The next six months will mean a heightened degree of concern within the Caribbean, which is not only one of the most tourism-dependent regions in the world but also one of the most highly indebted per capita. 

"It is crazy," said Iram Lewis, Bahamian minister for disaster preparedness, management and reconstruction. "No one could have imagined this."

COVID-19 has, up to June 1, caused 879 deaths, from 28,272 cases, in 32 countries and territories in the region listed by the Pan American Health Organization. More than half of the deaths and cases are in one country – the Dominican Republic (502, 17,600).

The pandemic will add to the costs of a region already strapped for cash that, according to the IMF, faces a combined 6.2 percent economic decline this year.

"We can't put as many people into a shelter (with social distancing), which means we must have many more shelters available," St Lucia Prime Minister Allen Chastanet has said.

"We definitely have additional challenges with all these simultaneous emergencies," said William Rodríguez, the public housing administrator of Puerto Rico, which is still recovering from the devastation caused by Hurricane Maria in 2017 as well as a 6.4-magnitude earthquake in January that caused structural damage to roads, bridges and some buildings.

Middle-income classification 

Puerto Rico is a territory of the United States, where the Federal Emergency Management Agency has advised communities to secure "non-congregate" shelters for evacuees, such as hotels, motels and dormitories.

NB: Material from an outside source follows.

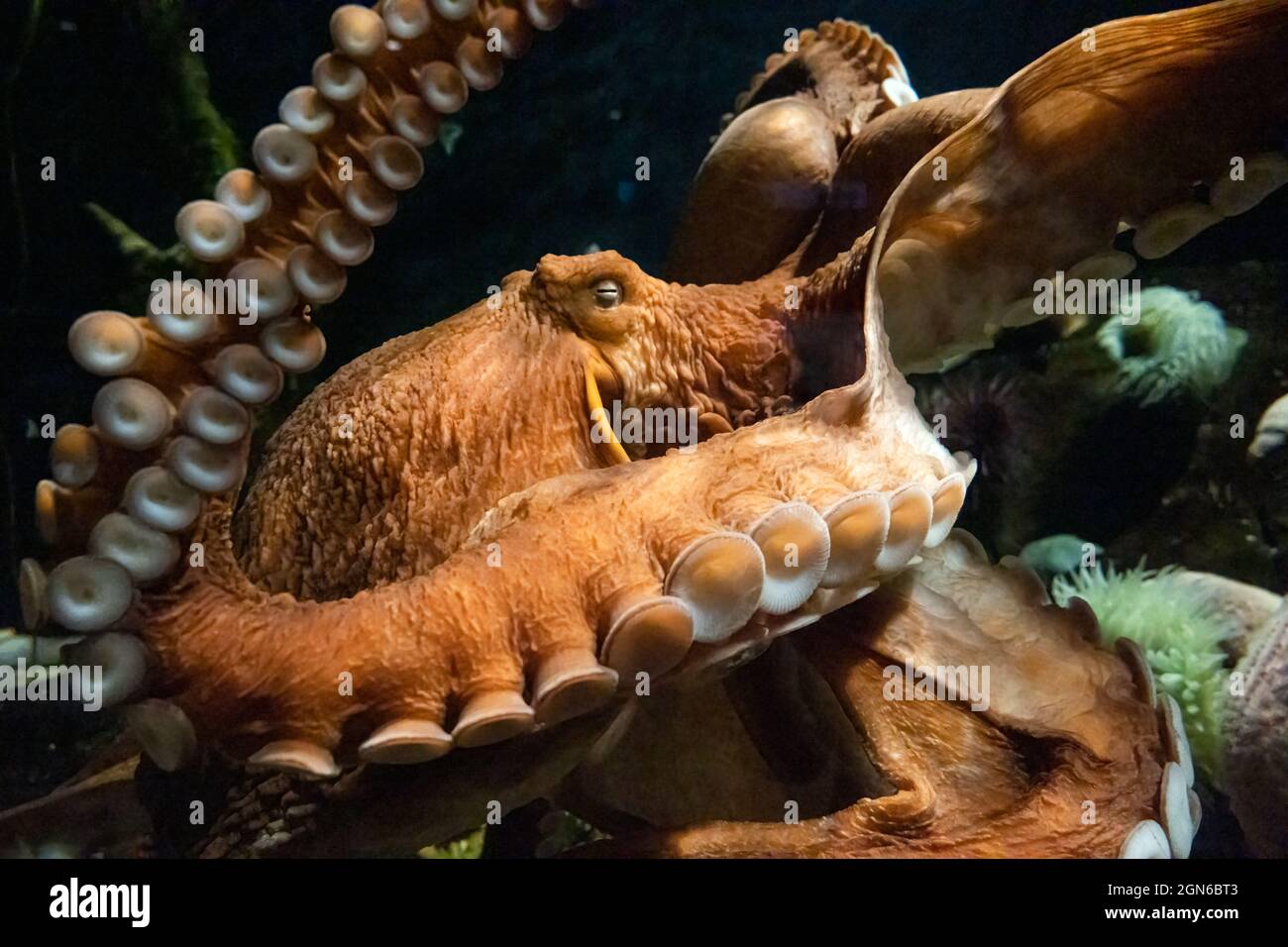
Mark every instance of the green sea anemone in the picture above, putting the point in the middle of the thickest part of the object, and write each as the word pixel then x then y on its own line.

The Braemar cruise ship docked at the port in Mariel, Cuba, on March 18, 2020. After the ship was blocked from disembarking at several ports in the Caribbean due to fears of passengers with possible COVID-19 symptoms, the Cuban authorities agreed to allow hundreds of passengers stranded on the boat to disembark to be evacuated to their home countries. /AP

The Braemar cruise ship docked at the port in Mariel, Cuba, on March 18, 2020. After the ship was blocked from disembarking at several ports in the Caribbean due to fears of passengers with possible COVID-19 symptoms, the Cuban authorities agreed to allow hundreds of passengers stranded on the boat to disembark to be evacuated to their home countries. /AP

Caribbean nations will likely choose venues that fit their means.

Lewis said the Bahamas has already decided to put evacuees in more traditional classrooms instead of preparing large gymnasiums as they did with Dorian.

Revised preparedness plans also call for search-and-rescue teams and volunteers to be provided with proper protective equipment to prevent the spread of COVID-19. 

Complicating the financial landscape for the Caribbean is the fact that the region is excluded from the cheapest sources of international development funding because the per capita incomes of most of the countries mean that they are ranked as middle-income under the World Bank's country classification system. In other words, they are not poor enough.

"We have many middle-income countries in our region ... and many of us are excluded from access to concessional funding even in the midst of this pandemic ...," complained Barbados Prime Minister Mia Mottley and current chairman of the Caribbean Community (CARICOM) to a virtual High-Level Event on Financing for Development in the Era of COVID-19 and Beyond on May 28.

Caribbean nations are among the most vulnerable to climate change and have been experiencing such phenomena as stronger storms and increasing drought that allied to their small size puts heavy pressure on their resiliency.                                                         

"It is, therefore, clear that we need additional criteria to determine equitable access and fair allocation – criteria that better take into account that vulnerability which we have,” Mottley said in a speech last month to the World Health Assembly that underlined CARICOM's belief that COVID-19  is a critical moment in the group's campaign to change aid eligibility rules.